Two pictures of the peace process

Jonathan Freedland has a piece in the Guardian today which sums up the present state of the peace process very well, but also illustrates some of the problems of trying to work out what is going on:

After several conversations with key players, two conflicting views emerge of what might be happening inside republicanism.

First, Freedland talks to former Sinn Fein Assembly Member John Kelly:

In his eyes, there is no meaningful space between the suits and the boots: they are both part of a single, "seamless political cloth".

Then to an unnamed republican source:

He speaks of a "shadow IRA within the IRA", centred on two dissenting members of the army council. It was this faction, he believes, that authorised the Northern Bank robbery – with no nod from Adams.

These two diverging pictures recur in a lot of journalistic coverage of the peace process lately:

The problem for the rest of us is knowing whether Adams and McGuinness are attempting to retrieve a situation internally where they have lost control, or whether they have been involved in this carry-on all along. If it is the latter, then doing business with them is hazardous. Vincent Browne, Sunday Business Post, 20 February 2005.

Are hardliners, thugs and criminal elements in the ascendancy, pushing aside those progressives who have brought the IRA on a major ideological journey since 1994? The answer is a resounding no…

…Senior republican and police sources have told Village there are no major splits in IRA ranks, no new hard men at the helm, no freelance operatives running wild.

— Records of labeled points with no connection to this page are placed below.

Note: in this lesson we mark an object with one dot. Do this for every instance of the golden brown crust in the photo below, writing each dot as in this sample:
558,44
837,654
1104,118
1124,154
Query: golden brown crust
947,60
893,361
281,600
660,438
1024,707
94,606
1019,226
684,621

Suzanne Breen, The Village, 19 February 2005.

The British and Irish Governments presumably have a clearer view than anyone else of what is going on, and the hard line they are taking suggests that they believe the latter picture.

In contrast to Vincent Browne, I believe that this scenario is the more hopeful one, as it means that republicans can still deliver a deal like the one that was almost reached in December.

The question is whether anyone else is still interested in reaching that deal. As Freedland remarks, the indications at the moment are quite negative, but we will only really find out after the Westminster election.